Catatan-catatan sejarah menyebutkan bahwa Lu Guang akan memaksa Rajiva menunggangi seekor kuda gila, seekor sapi gila, demi untuk menjadikan dirinya bahan tertawaan di mata masyarakat umum. Tetapi semua itu hanyalah sebuah baris singkat dalam buku, sementara metode yang sebenarnya mungkin akan jauh lebih parah.
“Rajiva tidak takut.” Dia membelai pipiku lalu menghela napas, sebuah sorot ragu melintas di matanya, “Tapi takutnya hal itu akan berat bagimu….”

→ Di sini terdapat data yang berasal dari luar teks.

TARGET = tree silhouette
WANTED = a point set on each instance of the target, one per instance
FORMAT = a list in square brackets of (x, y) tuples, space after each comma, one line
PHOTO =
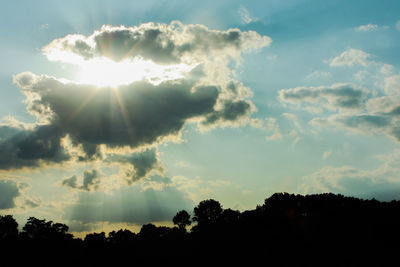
[(45, 230), (207, 212), (182, 219), (8, 228)]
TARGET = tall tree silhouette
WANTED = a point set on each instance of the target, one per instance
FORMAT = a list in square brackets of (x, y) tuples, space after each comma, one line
[(182, 219), (8, 228), (207, 212)]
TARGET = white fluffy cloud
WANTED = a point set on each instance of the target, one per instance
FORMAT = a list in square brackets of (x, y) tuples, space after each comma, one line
[(367, 27), (351, 57), (382, 182), (334, 97), (162, 43)]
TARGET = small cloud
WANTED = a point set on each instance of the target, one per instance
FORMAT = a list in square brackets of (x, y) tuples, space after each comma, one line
[(351, 57), (183, 164), (398, 25), (326, 154), (245, 15), (319, 75), (367, 28)]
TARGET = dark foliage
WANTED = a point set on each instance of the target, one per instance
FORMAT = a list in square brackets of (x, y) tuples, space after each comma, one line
[(320, 223)]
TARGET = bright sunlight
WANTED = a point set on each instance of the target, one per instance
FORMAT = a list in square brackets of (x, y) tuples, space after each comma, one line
[(105, 72)]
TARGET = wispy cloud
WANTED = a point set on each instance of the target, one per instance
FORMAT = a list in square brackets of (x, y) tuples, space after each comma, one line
[(367, 28), (245, 15)]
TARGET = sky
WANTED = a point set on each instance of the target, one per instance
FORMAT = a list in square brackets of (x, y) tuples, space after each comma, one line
[(114, 114)]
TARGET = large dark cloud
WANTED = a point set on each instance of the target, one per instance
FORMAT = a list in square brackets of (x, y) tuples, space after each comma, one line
[(8, 192), (139, 115), (31, 148), (161, 43)]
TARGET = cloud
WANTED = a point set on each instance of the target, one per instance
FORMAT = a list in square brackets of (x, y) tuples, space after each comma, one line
[(129, 205), (392, 85), (9, 191), (245, 15), (31, 148), (326, 154), (337, 96), (398, 25), (381, 183), (90, 181), (83, 122), (367, 28), (162, 43), (139, 165), (351, 57)]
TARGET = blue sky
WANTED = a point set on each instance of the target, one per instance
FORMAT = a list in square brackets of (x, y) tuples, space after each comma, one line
[(315, 108)]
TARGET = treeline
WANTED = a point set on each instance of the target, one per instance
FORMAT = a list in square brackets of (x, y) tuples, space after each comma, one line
[(284, 221)]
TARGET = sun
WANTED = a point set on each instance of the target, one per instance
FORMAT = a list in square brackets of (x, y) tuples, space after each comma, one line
[(106, 72)]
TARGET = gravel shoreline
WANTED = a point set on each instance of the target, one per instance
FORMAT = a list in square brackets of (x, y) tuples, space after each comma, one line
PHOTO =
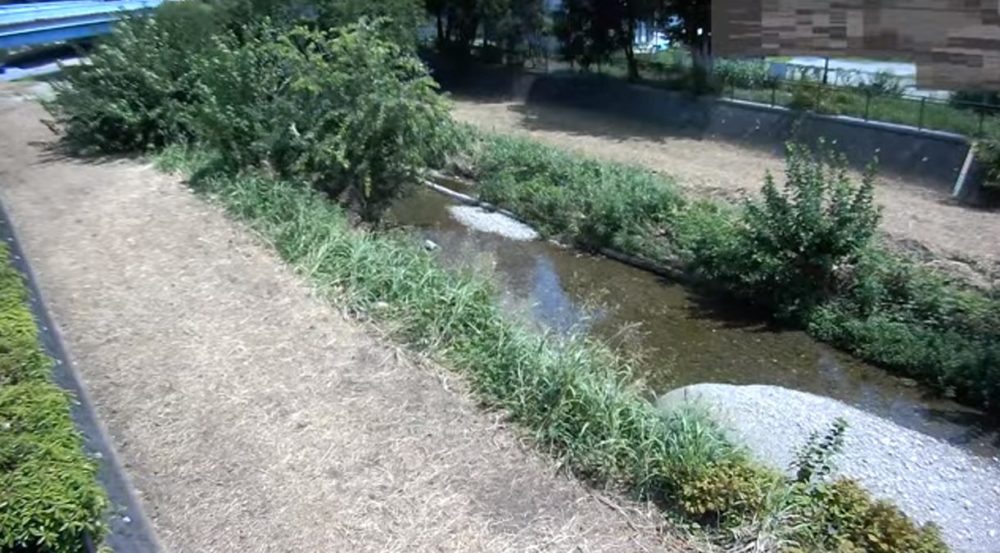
[(930, 480), (490, 221)]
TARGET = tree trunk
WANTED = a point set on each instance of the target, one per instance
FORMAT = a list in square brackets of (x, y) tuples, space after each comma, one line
[(633, 66), (440, 28)]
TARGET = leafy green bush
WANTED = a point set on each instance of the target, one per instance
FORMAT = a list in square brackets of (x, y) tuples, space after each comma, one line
[(791, 242), (802, 252), (907, 318), (883, 83), (744, 73), (138, 88), (596, 204), (346, 110), (576, 397), (21, 359), (49, 498)]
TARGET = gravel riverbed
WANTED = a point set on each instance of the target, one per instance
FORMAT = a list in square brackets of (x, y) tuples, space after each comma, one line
[(490, 221), (930, 480)]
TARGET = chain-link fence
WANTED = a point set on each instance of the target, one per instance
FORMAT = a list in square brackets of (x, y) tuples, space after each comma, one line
[(870, 96)]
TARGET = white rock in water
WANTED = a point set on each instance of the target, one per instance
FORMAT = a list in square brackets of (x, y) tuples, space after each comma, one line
[(773, 422), (489, 221)]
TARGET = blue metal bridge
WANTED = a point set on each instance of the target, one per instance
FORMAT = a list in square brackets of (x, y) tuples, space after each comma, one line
[(26, 24)]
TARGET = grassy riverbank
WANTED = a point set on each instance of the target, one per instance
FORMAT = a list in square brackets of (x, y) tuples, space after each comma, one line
[(302, 131), (574, 397), (879, 306), (49, 497)]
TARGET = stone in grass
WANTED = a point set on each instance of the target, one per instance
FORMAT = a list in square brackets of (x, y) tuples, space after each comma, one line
[(932, 481)]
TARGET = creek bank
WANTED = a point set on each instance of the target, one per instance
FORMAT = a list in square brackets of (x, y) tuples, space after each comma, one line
[(927, 478)]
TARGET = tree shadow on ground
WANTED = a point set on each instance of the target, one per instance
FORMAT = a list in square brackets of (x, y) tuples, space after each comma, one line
[(731, 312)]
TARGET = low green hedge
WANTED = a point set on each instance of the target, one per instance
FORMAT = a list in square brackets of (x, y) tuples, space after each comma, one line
[(879, 306), (49, 496)]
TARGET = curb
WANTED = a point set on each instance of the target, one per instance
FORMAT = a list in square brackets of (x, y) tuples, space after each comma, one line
[(129, 529)]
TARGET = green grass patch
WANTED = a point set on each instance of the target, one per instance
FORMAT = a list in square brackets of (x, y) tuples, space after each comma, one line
[(49, 497), (880, 307), (574, 396)]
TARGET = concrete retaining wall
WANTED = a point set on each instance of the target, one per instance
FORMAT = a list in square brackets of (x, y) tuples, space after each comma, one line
[(930, 158)]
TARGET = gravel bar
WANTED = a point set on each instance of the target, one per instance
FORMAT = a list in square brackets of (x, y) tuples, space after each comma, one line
[(929, 479)]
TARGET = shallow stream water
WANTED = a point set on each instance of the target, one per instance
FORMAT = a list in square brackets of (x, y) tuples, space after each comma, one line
[(681, 337)]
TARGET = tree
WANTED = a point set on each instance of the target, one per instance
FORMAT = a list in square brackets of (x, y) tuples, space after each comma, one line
[(505, 23), (591, 30)]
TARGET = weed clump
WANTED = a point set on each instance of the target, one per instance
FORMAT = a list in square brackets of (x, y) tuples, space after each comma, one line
[(49, 497)]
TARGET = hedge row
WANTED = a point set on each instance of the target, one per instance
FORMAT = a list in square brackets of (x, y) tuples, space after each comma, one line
[(50, 501)]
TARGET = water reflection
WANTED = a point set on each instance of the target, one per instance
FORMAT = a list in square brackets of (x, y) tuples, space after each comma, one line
[(684, 338)]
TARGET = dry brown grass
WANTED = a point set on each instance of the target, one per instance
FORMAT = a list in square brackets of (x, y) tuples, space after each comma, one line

“Rajiva, kau tak perlu mencemaskan tentang aku. Aku bisa melindungi diriku sendiri.”
Kami berdiri di sana, saling terhanyut dalam sorot mata yang lainnya, tangan kami bergandengan erat. Berkas-berkas cahaya dari matahari terbenam telah merayap di dalam ruangan dan menerakan kilaunya pada dahi lebar Rajiva. Seulas senyum kebahagiaan mengembang di bibirku. Rajiva, tak peduli betapapun beratnya jalan di depan kita, aku akan selalu berada di sisimu.